Sorprende la «voglia di sacro», la sensazione che il «brusio degli angeli» faccia da sottofondo anche alla nostra epoca. Oltre 2/3 dichiarano «di sentire la prossimità di Dio nella loro esistenza», e il 66,8% di «aver provato la sensazione che Dio o un essere superiore vigili sulla propria vita e la protegga». Quanto alla pratica, un terzo dichiara di aver preso parte nell’ultimo anno a processioni religiose o di aver offerto messe per i defunti; il 15,6% ha effettuato pelligrinaggi; il 13,3% ha fatto un voto o una promessa. Il rito più valorizzato è il funerale religioso (70,1%), seguito dal battesimo (66,9%) e dal matrimonio in chiesa (63,1%), anche se in questo caso i favorevoli sono più di quelli che poi lo scelgono come opzione di vita. Il 17,6% fa la comunione ogni settimana, ma quasi la metà dei cattolici non si confessa neanche una volta all’anno.

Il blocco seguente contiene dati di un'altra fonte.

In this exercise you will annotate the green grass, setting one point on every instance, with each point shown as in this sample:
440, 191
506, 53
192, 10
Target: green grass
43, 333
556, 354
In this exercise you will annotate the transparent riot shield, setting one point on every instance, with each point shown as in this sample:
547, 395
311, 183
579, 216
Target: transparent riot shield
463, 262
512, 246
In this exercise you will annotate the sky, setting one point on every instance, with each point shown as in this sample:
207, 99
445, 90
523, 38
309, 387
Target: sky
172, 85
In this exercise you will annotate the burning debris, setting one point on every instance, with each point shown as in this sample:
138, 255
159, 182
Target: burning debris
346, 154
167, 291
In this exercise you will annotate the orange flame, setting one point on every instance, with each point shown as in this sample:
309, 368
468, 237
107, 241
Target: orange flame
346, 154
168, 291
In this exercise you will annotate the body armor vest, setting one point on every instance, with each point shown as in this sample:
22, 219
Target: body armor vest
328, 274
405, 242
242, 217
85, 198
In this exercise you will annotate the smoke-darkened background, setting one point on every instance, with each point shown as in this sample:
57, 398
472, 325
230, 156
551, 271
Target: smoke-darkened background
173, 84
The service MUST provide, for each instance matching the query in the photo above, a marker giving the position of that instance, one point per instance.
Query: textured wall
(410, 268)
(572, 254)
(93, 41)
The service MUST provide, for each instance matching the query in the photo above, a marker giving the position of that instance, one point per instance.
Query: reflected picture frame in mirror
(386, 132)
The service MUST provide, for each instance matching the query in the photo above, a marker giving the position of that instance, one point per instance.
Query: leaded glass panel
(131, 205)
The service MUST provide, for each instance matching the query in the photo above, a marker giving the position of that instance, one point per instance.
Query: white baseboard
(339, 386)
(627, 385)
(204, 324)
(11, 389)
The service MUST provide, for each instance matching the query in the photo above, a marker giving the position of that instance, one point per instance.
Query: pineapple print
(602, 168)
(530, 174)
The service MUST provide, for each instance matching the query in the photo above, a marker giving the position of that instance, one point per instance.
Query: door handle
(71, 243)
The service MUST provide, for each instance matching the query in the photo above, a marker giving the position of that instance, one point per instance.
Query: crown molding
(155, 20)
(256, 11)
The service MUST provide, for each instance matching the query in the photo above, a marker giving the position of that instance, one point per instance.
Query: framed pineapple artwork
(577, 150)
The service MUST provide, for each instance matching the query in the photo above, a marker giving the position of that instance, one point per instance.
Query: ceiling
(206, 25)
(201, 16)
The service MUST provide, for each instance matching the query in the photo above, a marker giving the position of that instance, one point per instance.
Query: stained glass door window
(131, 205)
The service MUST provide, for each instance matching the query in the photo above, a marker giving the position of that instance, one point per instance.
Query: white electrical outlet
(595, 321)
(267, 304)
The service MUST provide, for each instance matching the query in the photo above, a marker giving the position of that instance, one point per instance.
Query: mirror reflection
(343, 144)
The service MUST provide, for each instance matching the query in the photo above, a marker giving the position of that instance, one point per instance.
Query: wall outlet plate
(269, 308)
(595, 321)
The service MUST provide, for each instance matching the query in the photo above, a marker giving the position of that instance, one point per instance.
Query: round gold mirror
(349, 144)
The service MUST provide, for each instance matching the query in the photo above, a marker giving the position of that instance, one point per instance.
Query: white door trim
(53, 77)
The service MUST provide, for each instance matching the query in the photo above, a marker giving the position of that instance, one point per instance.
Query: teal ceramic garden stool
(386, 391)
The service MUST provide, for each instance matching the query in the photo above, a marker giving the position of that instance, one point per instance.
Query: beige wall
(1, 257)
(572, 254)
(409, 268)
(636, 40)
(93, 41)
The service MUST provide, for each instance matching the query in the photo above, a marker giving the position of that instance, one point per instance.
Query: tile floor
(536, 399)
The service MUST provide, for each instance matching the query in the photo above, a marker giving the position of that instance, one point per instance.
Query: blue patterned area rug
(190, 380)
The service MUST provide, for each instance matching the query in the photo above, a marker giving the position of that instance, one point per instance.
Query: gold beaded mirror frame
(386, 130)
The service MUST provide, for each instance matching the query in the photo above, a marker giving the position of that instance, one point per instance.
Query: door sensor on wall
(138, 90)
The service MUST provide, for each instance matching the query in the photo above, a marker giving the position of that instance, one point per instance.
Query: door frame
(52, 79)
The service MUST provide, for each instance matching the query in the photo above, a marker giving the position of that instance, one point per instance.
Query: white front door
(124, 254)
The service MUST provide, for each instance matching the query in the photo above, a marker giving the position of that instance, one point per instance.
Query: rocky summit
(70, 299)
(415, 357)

In Italia, osserva Franco Garelli «la maggioranza della popolazione non soltanto continua ad indentificarsi nel cattolicesimo, ma è convinta che si possa essere cattolici anche senza condividere le indicazioni della gerarchia in vari campi, soprattutto nella morale sessuale e familiare». Della Chiesa, infatti, si apprezzano l’aspetto mistico e l’impegno caritativo, mentre si seguono selettivamente certe indicazioni, tralasciandone altre. Il 78,1% sente molto vicino a sé papa Wojtyla (ma molto meno Benedetto XVI), il 71,2% Madre Teresa, il 65,6% Padre Pio, il 52,1% la parrocchia. Ma il 73% è favorevole all’uso dei preservativi e solo il 6,6% accetta di ricorrere unicamente ai metodi naturali. A non ritenere mai lecito l’aborto, in nessun caso, è solo il 23,1%.
La ricerca conferma le profonde differenze tra le diverse Italie, con i minimi di «religiosità» al centro e nel nord-est. Anche da punto di vista sociologico, fede e pratica religiosa sono più diffusi al Sud, tra le donne e tra chi ha un livello scolare più basso. Ma il numero di atei (6,6%) e agnostici (6,2%) non aumenta da vent’anni. E quello che stupisce di più è che anche tra costoro si registrano in numero significativo risposte aperte alla trascendenza, tanto da poter affermare «che esista una singolare via italiana all’ateismo, rappresentata da una minoranza di non credenti che risultano aperti al discorso religioso».